Desk sharing offers huge financial and environmental benefits because companies can typically reduce the number of existing workstations by 25 percent. This allows them to downsize their office space, thereby reducing rent and heating costs and cutting maintenance costs.
For employees, desk sharing is about more than just greater flexibility in terms of working hours. Employees are able to choose their workspace based on their current requirements – for instance, if they need to work with specific colleagues or if they prefer to retreat to a quiet area. In addition, companies can easily add comfort and well-being for employees to the modular smart spaces solution and enjoy further savings on heating costs for the remaining spaces.
Well-being in the workplace
At first glance, the term “well-being” might suggest some sort of luxury measures in the workplace or spa-like conditions. In the context of smart spaces, however, it refers primarily to the room climate and addresses the fact that if the air quality in a room is poor due to a high level of CO2, the productivity of those present decreases. Everyone has experienced the feeling of increasing fatigue and an inability to concentrate during a long meeting.
Wireless sensors that monitor indoor climate based on parameters such as CO2 levels, temperature, and humidity ensure good working conditions and productive employees. A study by researchers from Harvard, SUNY, and Syracuse quantified that participants working in conditions where CO2 levels were at their highest performed 50% worse on cognitive tasks than in a scenario where CO2 levels were low.3 Particularly during the pandemic, air quality warrants special attention.

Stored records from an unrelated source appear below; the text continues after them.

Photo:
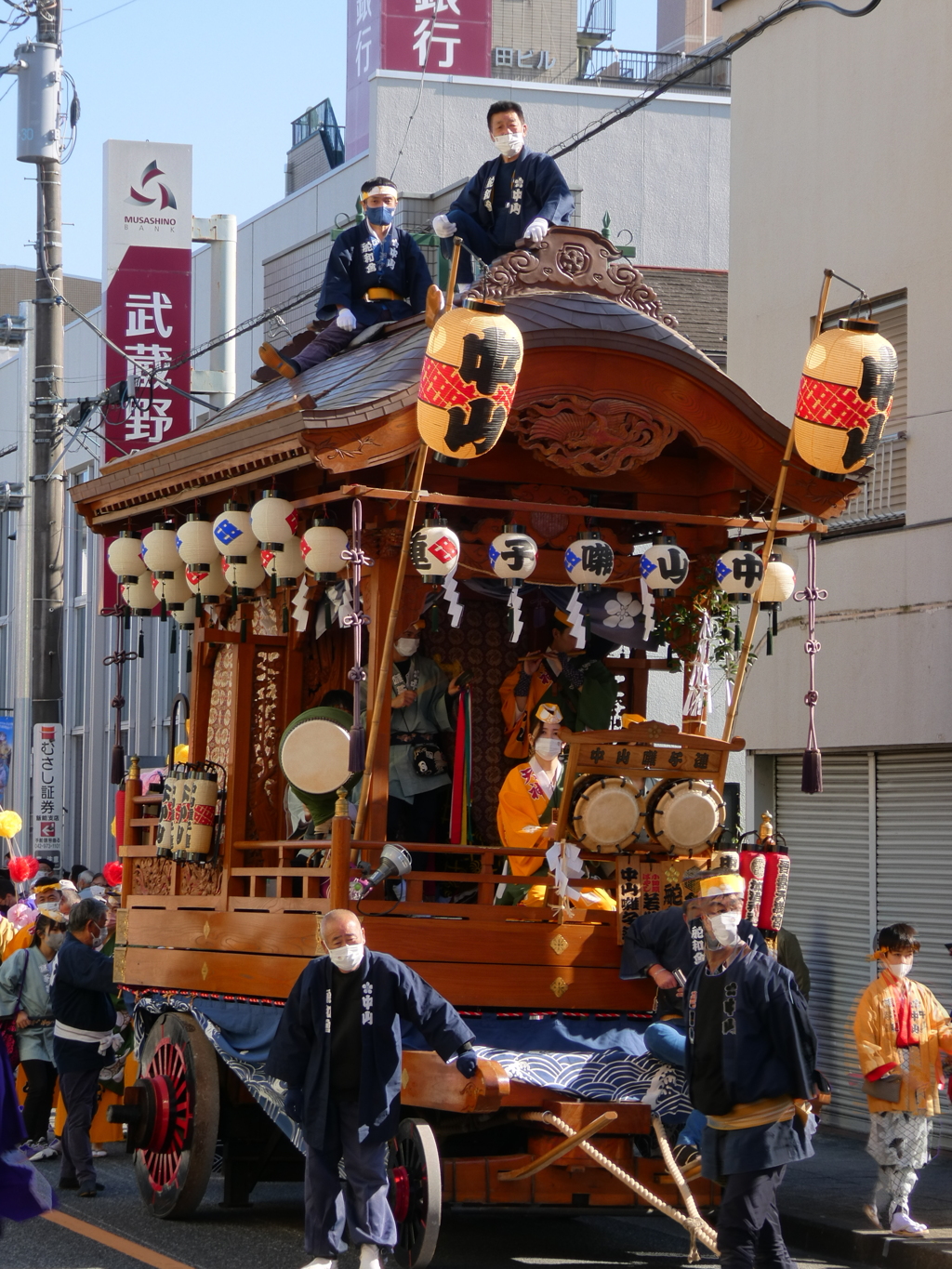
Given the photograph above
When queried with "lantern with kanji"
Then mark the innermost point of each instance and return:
(513, 555)
(469, 378)
(434, 549)
(664, 566)
(125, 556)
(322, 547)
(845, 396)
(589, 560)
(273, 519)
(739, 574)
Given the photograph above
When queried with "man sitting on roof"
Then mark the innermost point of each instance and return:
(518, 194)
(376, 273)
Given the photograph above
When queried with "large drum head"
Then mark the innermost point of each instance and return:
(313, 755)
(684, 815)
(607, 813)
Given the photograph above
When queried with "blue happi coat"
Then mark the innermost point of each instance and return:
(351, 271)
(391, 993)
(538, 188)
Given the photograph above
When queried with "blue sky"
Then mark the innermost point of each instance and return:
(228, 76)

A higher CO2 level means more stale air in the room, which correlates with a higher potential viral load. If even one less employee gets sick, it automatically means a significant gain for the company. To reduce the risk of contagion in the workplace, companies can use a sensor that regularly measures CO2 levels and provides feedback, for instance, via a display or app. Historical data stored in the cloud also shows working conditions over a longer period of time.

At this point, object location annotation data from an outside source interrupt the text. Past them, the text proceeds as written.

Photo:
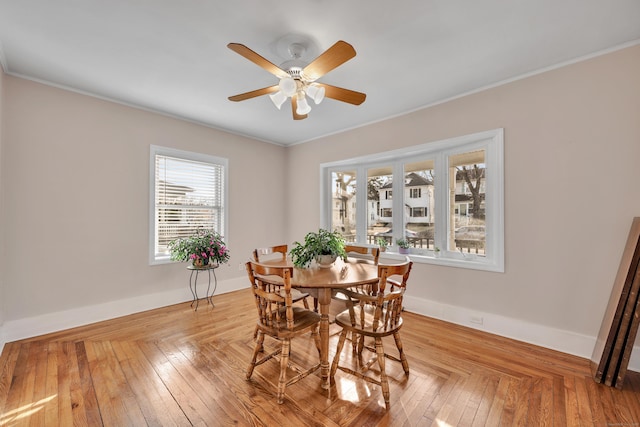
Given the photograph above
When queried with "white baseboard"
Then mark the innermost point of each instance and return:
(2, 338)
(556, 339)
(13, 330)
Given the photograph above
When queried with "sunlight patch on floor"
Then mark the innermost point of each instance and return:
(24, 411)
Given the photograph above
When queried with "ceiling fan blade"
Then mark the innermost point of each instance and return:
(344, 95)
(294, 107)
(257, 59)
(331, 58)
(254, 93)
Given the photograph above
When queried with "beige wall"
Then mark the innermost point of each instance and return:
(76, 192)
(74, 187)
(3, 299)
(572, 146)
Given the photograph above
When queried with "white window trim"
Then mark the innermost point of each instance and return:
(187, 155)
(491, 141)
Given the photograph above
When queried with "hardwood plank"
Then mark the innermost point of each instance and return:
(118, 406)
(174, 366)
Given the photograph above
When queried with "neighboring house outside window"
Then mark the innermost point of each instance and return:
(451, 198)
(188, 193)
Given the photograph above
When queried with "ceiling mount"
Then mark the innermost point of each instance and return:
(298, 79)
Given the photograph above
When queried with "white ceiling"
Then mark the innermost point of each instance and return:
(171, 56)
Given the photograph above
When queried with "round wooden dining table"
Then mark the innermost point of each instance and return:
(319, 282)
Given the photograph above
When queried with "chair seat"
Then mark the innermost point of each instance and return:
(344, 320)
(296, 295)
(303, 319)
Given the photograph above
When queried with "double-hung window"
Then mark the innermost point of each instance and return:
(188, 193)
(448, 200)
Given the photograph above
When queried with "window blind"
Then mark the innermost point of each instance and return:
(189, 195)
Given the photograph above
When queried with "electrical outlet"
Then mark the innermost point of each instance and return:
(477, 320)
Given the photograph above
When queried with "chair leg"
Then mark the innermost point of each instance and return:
(403, 357)
(336, 358)
(256, 350)
(316, 337)
(384, 381)
(284, 364)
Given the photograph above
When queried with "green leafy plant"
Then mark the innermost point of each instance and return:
(403, 243)
(321, 243)
(205, 245)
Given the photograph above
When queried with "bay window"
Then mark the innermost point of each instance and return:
(449, 195)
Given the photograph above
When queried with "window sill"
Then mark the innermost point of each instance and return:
(453, 259)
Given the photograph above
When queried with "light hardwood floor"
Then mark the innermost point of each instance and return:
(174, 366)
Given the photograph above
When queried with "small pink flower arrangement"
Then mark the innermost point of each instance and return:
(204, 246)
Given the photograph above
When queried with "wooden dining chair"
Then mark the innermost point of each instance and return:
(279, 253)
(279, 319)
(371, 253)
(376, 312)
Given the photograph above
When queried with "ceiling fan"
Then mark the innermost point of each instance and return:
(298, 81)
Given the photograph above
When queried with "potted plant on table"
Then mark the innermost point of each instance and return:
(403, 246)
(324, 247)
(383, 243)
(203, 247)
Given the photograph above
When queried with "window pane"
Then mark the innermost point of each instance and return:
(188, 196)
(467, 176)
(419, 203)
(379, 204)
(343, 218)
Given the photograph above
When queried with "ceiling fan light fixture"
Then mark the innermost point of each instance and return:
(278, 99)
(315, 92)
(303, 106)
(288, 86)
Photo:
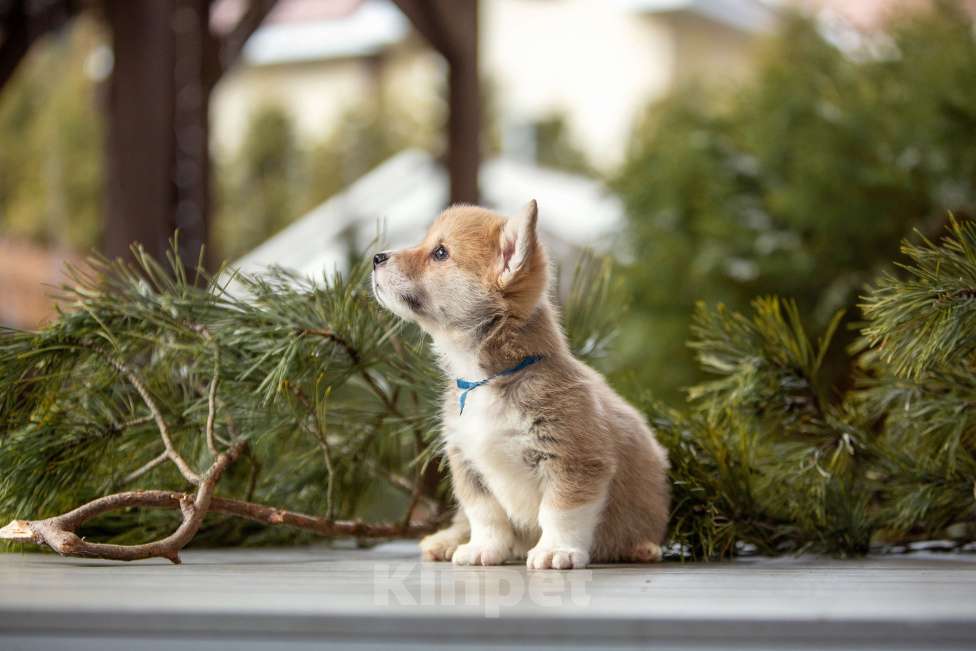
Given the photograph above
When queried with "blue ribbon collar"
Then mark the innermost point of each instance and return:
(467, 386)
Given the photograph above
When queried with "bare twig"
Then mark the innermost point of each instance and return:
(171, 452)
(58, 532)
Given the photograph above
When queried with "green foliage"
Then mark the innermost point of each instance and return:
(800, 184)
(338, 399)
(339, 402)
(261, 189)
(770, 459)
(556, 148)
(51, 156)
(275, 178)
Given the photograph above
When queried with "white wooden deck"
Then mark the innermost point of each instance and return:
(326, 598)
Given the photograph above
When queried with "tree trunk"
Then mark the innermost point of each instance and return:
(158, 99)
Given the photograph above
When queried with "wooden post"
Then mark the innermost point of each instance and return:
(158, 177)
(167, 62)
(139, 180)
(451, 27)
(464, 100)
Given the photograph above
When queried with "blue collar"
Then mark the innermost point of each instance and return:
(467, 386)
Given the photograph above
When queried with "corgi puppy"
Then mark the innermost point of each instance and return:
(548, 463)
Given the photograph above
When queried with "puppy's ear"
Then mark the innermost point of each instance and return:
(518, 242)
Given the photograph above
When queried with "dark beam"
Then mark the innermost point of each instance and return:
(25, 21)
(229, 46)
(451, 27)
(139, 98)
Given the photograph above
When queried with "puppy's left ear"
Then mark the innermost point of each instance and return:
(519, 241)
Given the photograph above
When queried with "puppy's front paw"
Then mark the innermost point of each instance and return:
(555, 557)
(441, 546)
(480, 554)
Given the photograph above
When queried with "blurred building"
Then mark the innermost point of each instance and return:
(597, 63)
(394, 203)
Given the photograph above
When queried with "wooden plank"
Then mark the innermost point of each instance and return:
(267, 598)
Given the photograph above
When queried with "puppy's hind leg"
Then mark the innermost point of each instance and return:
(645, 552)
(440, 546)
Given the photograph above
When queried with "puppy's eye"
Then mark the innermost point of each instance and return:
(439, 254)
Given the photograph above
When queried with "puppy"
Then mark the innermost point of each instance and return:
(548, 463)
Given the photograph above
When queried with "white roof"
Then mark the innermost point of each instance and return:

Sustainability requires no batteries
A modular smart spaces solution uses a holistic approach that combines energy conservation, desk sharing, and well-being. Wireless sensors make it easy to retrofit existing buildings because they eliminate the need to run cables. Wireless technology alone, however, doesn’t solve all the problems. The sustainability of this kind of solution needs to be factored into the selection process. If a sensor requires a battery, the resulting maintenance service involves a significant amount of time and follow-up costs. Because early failures are particularly annoying and expensive, professional IoT service providers replace all system batteries every year as a precautionary measure, even if they could theoretically last longer. For this reason, sustainable sensors are self-powered, which makes them environmentally friendly, and they ultimately save a great deal of time and money. The sensors obtain the energy they need for data collection and wireless transmission directly from their immediate surroundings by means of energy harvesting – for example, from a small solar cell, temperature differences, or a mechanical press of a button.